UW Health Sports Medicine 

Practice Report No. 1

The 2010 football season is officially underway for the University of Wisconsin football team as the Badgers held their first team practice of the season on Monday afternoon inside Camp Randall Stadium.

The heat was sweltering as the players went helmets-only for 28 periods. "They were popping around and flying around and giving it their best," head coach Bret Bielema said of the team's first practice. "But the part that we emphasize is that everyone feels good on day one, day two and day three, but if we take care of today it makes day 30 that much better. We can't jump to that date but we have to understand the process and continue to take care of every day."

Getting off on the right foot
If you're one to believe in omens, then Monday's first play in seven-on-seven action should bode well for the Badgers in 2010. Senior quarterback Scott Tolzien dropped back to pass and lofted a perfectly thrown ball down the sidelines to a streaking David Gilreath for a long completion.

The catch was just one of several nice receptions made by Gilreath. The senior wide receiver also made a tough grab falling forward while a defensive back pressured him from behind. Later in the skelly drill, facing at least double coverage, the Minneapolis, Minn., native leapt high into the air to haul in another long completion, this time from redshirt freshman Jon Budmayr.

Freshmen getting acclimated
For most of the players, Monday was an opening to another college football season.

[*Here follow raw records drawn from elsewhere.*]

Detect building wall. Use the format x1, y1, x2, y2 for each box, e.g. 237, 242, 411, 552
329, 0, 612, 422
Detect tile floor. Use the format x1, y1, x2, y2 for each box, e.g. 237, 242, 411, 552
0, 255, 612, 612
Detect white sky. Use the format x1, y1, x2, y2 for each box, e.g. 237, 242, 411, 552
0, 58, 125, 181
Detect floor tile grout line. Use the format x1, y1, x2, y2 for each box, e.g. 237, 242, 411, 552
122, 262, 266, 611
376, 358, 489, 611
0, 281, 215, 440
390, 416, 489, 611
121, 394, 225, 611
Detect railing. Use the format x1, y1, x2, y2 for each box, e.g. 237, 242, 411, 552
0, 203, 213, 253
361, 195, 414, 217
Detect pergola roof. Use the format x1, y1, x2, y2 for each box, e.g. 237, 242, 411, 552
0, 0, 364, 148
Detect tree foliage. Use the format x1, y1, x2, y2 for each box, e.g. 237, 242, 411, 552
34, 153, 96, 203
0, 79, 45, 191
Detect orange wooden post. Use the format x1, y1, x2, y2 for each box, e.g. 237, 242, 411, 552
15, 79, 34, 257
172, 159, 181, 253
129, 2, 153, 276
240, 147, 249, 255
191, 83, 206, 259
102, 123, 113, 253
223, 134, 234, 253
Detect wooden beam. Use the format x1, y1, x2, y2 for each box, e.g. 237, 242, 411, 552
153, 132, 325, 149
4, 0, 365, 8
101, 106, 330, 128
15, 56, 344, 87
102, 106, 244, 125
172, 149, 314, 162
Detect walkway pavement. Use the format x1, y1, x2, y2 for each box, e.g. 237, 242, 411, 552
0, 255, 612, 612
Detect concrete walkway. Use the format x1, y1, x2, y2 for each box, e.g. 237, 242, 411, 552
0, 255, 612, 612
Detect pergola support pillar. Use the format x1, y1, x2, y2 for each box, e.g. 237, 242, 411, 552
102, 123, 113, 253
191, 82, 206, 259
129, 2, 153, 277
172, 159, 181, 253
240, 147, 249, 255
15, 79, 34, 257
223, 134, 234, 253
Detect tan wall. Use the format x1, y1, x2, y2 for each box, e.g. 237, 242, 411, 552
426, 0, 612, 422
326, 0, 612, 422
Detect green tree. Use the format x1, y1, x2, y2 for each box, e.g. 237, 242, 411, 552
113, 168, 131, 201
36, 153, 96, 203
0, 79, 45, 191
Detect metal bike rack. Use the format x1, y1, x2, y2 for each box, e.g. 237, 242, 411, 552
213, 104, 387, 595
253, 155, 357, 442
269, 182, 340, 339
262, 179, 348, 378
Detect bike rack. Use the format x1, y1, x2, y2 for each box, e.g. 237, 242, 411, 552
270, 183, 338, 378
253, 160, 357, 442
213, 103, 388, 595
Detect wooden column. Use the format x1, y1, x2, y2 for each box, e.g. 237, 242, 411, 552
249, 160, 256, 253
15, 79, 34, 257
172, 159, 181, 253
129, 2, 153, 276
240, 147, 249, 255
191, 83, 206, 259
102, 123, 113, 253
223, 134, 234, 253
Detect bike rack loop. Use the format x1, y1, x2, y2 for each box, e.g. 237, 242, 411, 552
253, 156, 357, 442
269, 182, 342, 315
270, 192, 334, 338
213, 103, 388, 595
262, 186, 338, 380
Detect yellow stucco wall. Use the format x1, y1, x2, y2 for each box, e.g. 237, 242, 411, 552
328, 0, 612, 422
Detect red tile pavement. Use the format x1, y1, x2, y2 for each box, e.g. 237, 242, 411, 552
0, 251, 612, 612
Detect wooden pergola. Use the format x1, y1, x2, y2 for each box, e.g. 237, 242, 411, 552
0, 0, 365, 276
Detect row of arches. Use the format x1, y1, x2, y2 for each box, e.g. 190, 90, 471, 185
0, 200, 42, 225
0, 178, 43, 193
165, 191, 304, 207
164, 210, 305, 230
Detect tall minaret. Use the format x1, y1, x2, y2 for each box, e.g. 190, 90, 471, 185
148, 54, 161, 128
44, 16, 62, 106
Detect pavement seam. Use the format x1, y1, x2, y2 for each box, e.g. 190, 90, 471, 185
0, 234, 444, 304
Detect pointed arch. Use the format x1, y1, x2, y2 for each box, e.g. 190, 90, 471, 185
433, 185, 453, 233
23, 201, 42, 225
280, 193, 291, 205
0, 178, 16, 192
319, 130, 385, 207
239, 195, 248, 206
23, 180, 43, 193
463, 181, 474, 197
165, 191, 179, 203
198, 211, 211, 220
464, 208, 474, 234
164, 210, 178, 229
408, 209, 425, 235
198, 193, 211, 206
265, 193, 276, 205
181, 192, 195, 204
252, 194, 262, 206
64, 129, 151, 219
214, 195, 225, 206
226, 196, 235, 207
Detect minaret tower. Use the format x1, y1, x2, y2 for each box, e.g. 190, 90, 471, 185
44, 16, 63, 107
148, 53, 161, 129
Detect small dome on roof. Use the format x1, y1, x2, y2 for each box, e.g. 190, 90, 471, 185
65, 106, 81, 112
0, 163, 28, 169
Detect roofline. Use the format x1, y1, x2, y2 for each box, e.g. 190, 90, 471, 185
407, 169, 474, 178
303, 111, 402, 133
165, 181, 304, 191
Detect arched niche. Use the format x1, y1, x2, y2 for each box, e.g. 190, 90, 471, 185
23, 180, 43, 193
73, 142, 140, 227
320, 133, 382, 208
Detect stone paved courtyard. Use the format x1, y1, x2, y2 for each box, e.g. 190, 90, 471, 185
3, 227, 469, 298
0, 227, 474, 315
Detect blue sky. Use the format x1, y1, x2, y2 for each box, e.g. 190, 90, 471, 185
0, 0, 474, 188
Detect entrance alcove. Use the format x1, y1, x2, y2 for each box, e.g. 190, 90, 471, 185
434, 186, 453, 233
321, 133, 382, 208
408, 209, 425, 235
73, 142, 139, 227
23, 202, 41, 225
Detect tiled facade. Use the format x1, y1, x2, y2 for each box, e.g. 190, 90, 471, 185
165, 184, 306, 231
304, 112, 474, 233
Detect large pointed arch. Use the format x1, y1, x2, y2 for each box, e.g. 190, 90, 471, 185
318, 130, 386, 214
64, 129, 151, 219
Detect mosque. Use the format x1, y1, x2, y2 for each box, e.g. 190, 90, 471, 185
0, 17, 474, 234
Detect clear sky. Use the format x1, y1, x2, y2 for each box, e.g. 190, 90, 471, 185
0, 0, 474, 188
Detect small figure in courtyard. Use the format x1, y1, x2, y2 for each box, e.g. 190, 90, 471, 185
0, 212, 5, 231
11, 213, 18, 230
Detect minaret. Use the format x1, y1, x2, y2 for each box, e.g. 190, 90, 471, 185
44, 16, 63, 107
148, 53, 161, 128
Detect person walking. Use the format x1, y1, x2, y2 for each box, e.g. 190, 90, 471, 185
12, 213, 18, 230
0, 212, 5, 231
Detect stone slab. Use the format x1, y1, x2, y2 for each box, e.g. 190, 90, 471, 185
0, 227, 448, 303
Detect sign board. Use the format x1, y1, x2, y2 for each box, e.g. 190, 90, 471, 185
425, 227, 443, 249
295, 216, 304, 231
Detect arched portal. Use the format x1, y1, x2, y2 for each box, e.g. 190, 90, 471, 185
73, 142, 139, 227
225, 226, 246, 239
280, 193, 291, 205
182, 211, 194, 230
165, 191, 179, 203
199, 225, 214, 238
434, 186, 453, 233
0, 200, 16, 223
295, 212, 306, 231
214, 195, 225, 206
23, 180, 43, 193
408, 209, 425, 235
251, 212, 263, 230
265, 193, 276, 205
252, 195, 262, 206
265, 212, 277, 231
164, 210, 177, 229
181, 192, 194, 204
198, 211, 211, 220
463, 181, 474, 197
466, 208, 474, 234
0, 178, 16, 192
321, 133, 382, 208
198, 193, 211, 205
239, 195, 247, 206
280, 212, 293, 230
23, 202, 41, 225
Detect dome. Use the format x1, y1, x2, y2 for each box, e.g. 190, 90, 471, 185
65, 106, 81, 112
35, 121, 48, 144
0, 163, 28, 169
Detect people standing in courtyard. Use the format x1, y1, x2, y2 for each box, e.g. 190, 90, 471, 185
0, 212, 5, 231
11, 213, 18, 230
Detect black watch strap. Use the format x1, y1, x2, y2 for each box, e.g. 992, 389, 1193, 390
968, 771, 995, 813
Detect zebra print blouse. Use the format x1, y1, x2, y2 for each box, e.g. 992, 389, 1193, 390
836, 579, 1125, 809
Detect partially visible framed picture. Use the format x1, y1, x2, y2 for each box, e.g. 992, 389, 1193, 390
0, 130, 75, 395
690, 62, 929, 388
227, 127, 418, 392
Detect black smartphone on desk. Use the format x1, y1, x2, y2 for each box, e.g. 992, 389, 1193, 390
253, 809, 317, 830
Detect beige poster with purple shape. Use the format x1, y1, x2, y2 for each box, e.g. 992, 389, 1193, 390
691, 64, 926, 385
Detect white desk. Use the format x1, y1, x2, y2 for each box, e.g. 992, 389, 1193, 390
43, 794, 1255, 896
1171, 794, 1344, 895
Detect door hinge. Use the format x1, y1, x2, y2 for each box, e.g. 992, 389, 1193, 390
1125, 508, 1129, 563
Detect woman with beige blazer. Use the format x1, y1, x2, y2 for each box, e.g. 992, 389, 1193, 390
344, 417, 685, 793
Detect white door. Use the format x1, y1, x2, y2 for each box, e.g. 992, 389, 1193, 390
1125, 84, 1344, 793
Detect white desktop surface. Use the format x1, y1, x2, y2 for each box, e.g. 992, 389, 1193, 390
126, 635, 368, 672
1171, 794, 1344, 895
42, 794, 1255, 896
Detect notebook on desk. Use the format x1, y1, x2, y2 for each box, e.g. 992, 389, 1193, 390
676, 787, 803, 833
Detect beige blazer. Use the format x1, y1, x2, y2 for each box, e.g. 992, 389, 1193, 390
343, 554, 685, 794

But for the freshmen on the team, it was the beginning to their college football careers.

There were some definite growing pains for the first-year players as they had to deal with lining up correctly, hanging on to the ball and hustling enough for the coaching staff; not to mention dealing with the new speed of the game. However, the new class has shown potential to some of the players.

"J.J. Watt got up in front of the team last night and talked about different aspects of the team and one of the things he emphasized was how impressed he was with the freshmen group and the way they came in and worked and hit the ground running," Bielema said.

Learning from the heat
Temperatures hovered in the upper 80s and lower 90s on Monday, but conditions were even hotter down on the field. While it may have been uncomfortable to some, it did serve as a good educational tool.
After practice, head football trainer Gary Johnson spoke of the importance of keeping hydrated and that for every pound lost, 20 ounces of water or sports drink needed to be consumed. Strength and conditioning coach Ben Herbert echoed similar sentiments as he strongly urged the players to continue to stretch, take ice baths and do everything necessary to combat the heat and keep their bodies in top shape.

"I was really hoping we'd get this kind of stuff, maybe not to this extreme, but it's going to educate our guys on taking care of it and because of the NCAA rule that you can only have one practice a day for the first week, it should work out pretty good," Bielema said.

Battling back from injury
Players who dealt with offseason injuries were all out on the field on Monday, including running back John Clay, linebackers Mike Taylor and Chris Borland, defensive lineman Pat Muldoon and quarterback Curt Phillips.

"John did well," Bielema noted. "I thought he was moving around, especially early on, I was excited to see how he how well was running.

"Curt Phillips has just continued to be ahead of the curve and really continues to feel good. I spent the last 10 minutes, as the freshmen were working, standing right next to Curt and he was just excited about how good he felt and how well he was moving around."

Phillips was wearing a brace on his injured knee, but he wasn't the only quarterback to don the protective gear. No, no new players have gotten hurt, but the team is doing it as a precaution. All the quarterbacks in camp are wearing braces on their respective front leg so as to guard against injury while they are in such a vulnerable position. Bielema said the tactic came from offensive coordinator Paul Chryst's time at Oregon State.